I work with a lot of students. And they love video games. Most of them are Xbox owners, or play Xbox at friends’ houses.

Not one is excited for the Xbox One.

Via gametrailers.com. I personally dig the chunky retro styling, but I get why it’s not for everybody.

It’s taken some digging to figure out why. They’re pretty savvy. They’ve either watched the reveal or talked with friends who have, and they’re pissed that there wasn’t much time devoted to games.

I have an explanation for that — they wanted to get the platform and TV and services stuff out of the way so that they didn’t spend another E3 keynote babbling about SmartGlass and Netflix all over again. That stuff is boring when it happens at a game expo. (It wasn’t particularly thrilling at a separate event, but I’m more interested in it taken in isolation.) But that doesn’t fly with gamers, who want a game experience first and a media experience second (or not at all). With that in mind, I was okay with the platform and services speeches. In fact, I was kind of excited by the “other stuff” that would be peripheral to my gaming experience.

But not everybody was. There was especially some ire displayed when it came out through various outlets that the Xbox team were pretty thrilled by the presentation they gave, and were practically high-fiving each other backstage. Nobody else seemed that excited. Everybody else was still waiting to hear whether the console would have an always-on internet connection, what the used game market would look like, etc.

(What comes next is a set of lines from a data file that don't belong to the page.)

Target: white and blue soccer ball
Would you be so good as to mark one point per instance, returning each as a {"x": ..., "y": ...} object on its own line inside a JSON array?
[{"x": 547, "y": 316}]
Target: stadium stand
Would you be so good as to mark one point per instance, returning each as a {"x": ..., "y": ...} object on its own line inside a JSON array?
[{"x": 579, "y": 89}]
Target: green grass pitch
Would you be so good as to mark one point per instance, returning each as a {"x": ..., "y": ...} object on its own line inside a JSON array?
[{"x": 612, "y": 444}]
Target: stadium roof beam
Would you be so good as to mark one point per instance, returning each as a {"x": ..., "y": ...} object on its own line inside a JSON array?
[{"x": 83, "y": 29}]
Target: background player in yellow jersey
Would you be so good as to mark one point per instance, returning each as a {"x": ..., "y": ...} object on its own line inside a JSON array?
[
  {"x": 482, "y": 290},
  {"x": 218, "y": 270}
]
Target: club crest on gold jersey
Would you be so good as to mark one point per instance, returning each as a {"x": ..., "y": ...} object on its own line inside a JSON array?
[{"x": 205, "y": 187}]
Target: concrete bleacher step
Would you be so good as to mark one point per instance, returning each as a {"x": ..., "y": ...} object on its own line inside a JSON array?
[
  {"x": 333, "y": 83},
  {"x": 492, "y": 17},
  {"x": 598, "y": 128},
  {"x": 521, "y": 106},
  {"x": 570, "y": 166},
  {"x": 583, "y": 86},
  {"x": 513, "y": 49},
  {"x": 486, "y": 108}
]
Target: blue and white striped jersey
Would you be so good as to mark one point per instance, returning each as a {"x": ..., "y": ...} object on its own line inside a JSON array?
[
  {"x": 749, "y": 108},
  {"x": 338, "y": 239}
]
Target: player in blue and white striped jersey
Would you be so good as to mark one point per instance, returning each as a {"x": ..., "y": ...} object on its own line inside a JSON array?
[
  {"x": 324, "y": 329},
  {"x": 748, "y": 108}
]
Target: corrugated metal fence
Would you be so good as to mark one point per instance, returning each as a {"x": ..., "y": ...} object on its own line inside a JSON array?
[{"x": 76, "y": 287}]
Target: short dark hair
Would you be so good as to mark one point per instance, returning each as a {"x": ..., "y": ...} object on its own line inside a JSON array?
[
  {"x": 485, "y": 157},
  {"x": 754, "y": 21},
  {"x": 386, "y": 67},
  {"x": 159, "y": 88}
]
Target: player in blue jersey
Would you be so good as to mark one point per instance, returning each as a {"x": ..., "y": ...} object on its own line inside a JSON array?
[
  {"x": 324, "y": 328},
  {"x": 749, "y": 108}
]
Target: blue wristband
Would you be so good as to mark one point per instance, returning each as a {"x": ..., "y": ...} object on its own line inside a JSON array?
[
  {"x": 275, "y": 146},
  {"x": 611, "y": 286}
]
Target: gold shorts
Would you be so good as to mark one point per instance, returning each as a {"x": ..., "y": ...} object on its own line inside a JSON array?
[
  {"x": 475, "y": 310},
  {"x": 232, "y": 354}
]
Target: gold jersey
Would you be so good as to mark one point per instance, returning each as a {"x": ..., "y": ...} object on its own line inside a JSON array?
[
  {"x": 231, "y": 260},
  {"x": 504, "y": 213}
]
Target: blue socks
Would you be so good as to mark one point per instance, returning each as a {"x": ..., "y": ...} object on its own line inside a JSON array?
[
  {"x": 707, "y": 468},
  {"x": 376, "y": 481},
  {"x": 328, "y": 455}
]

And that’s when Microsoft should have struck — if not with answers, then with a savvy recalibration of the audience’s expectations.

Here’s what I would have put up on the Microsoft Facebook page the second I started getting the sense that what we’d done didn’t go over as well as we’d hoped. (Note, this is just something I whipped up in Photoshop.)

Seriously.
Repeat, NOT an official Microsoft thing, much as it may look it.

That would have acknowledged that they doubled down on platform and services, acknowledge that it was intentional, that it was something cool — and also indicate what I’m pretty sure is going to happen, which is that E3 will be the big push for games.

It’s funny to me that Microsoft’s messaging has been so bad on this. It’s like the Windows Phone thing all over again — something totally miscommunicated to the buying public.

I think that it’s a product of having essentially won the last console generation. Xbox was the standard to which cross-platform games were designed and made. Could this be Microsoft’s PS3 moment? The overconfident reach, the cell-processor hand-wavey futurism that totally misses the mark with the audience?

No doubt, Sony’s mea culpa to developers has gone over great with fans. I wonder if that goodwill will dry up when they start talking PSN and media during the E3 presser, though. We’ll have to wait another few days to find out exactly which way this will go, but one thing is for sure — after E3, we’ll know where both Microsoft and Sony really stand.

What about you? Were you alienated by the Xbox One’s reveal? What do you think is in store for the Xbox and PS4 at E3 this coming week?